He looked at me in the dim light of the corridor, a slight smile on his face. “You saw that? Of course you did. You wouldn’t be much of an Agency man if you didn’t.”
“You didn’t answer the question.”
“I can’t tell you. I want to but I think the boss would prefer to tell you herself. She said to make yourself comfortable, she would come down to meet you shortly. Please don’t take offense.”
“We’re good. Can I get a gin and tonic before you run off?” He waved to the barkeep and gave him the ‘whatever he wants nod’ and disappears into the nightclub. The place was packed and it was still early. Mostly humans with a bit of the Hidden thrown in for good measure. Everyone seemed well-behaved given the kind of space this was. The scent of blood and bone marrow could be found here if you knew where to sniff. No matter what it looked like, this wasn’t a nice place at all.
The regulars were all in their places nursing their drinks, not looking around, invisibly hoping to disappear completely into their stupors without interruption. They were a mixed lot, their libations a diverse range of legal and illegally acquired substances. Tonight, that was not my business.
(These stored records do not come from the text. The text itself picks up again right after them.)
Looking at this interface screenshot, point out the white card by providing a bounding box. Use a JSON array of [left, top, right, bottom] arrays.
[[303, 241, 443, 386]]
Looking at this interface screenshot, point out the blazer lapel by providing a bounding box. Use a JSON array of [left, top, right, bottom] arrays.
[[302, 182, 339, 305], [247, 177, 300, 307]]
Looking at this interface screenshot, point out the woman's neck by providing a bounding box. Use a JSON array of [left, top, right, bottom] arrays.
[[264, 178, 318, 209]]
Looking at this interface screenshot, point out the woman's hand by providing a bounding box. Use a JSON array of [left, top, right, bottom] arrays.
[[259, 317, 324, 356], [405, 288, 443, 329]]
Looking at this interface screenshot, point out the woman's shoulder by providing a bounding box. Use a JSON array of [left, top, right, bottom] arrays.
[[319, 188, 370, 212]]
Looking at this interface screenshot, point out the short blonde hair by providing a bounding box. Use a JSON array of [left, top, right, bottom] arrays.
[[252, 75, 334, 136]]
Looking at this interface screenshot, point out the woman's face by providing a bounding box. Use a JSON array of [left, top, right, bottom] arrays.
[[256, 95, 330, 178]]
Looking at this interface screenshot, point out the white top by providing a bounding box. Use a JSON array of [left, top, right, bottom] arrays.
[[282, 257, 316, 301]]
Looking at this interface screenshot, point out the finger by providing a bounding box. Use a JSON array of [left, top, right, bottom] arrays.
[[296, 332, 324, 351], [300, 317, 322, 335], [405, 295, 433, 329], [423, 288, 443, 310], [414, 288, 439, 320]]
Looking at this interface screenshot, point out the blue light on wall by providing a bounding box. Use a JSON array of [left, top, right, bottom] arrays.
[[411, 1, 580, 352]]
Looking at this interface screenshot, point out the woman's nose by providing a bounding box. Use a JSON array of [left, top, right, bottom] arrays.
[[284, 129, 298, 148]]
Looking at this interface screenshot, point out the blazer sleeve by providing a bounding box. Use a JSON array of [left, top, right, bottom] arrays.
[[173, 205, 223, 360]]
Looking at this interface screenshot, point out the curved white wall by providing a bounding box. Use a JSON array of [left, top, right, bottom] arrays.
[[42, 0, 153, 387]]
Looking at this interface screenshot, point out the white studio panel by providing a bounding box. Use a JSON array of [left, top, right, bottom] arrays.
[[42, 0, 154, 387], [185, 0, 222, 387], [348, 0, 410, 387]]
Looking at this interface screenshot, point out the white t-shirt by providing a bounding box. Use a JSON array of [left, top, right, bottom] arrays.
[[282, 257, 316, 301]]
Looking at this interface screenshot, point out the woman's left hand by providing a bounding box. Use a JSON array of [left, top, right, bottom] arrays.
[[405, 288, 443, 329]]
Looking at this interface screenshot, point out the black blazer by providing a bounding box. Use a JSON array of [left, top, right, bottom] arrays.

The poor sods were successfully doing so for the first half an hour I sat there nursing my own drink. Three young women who looked about twenty came in with a young man who claimed to be their escort.
He wasn’t escorting them to anything but the dinner table. His dinner table. He was a vampire. Invisible to most people, to me vampires stand out, as easy to see as a clown on fire.
Normally, I stay out of people’s lifestyle choices. If you want to share your blood with a vampire, that’s your business. It’s not recommended but once you reach the age of consent, no one will stop you. Vamp and Human relationships tended to be volatile and self destructive, but if that’s your cup of tea, have at it. The only rule was, no one died. If a vamp killed a human through drinking them, he has committed a crime and would be punished by the proper Human and Vampire authorities.
That would be me, if I weren’t here on other business. I hadn’t planned to get involved until I looked at him and he sensing my presence, looked back at me.
His connection was strong and fast. He locked minds with me and tried to immediately sway me with a vampiric glamour. Their primary mental power, vampires had the ability to cloud men’s minds, making them think they were seeing something other than what they perceive. Most vamps just used this ability to disappear when they didn’t want trouble with the local authorities. But if you had the right training and skill, you could do other things with it. This fellow was strong and well trained. His mind tried to reorder my thinking, to convince me nothing interesting was happening at his table and he was just a very lucky guy who planned to get even luckier later.
To most people, his efforts would have taken advantage of whatever psychology it would take to make those women less interesting. They might have looked older, or less attractive or some other feature which would make those women unappealing to them. The nature of their gift is its gentle working. Done right, there’s no trace of anything happening, most people don’t even realize it’s been done.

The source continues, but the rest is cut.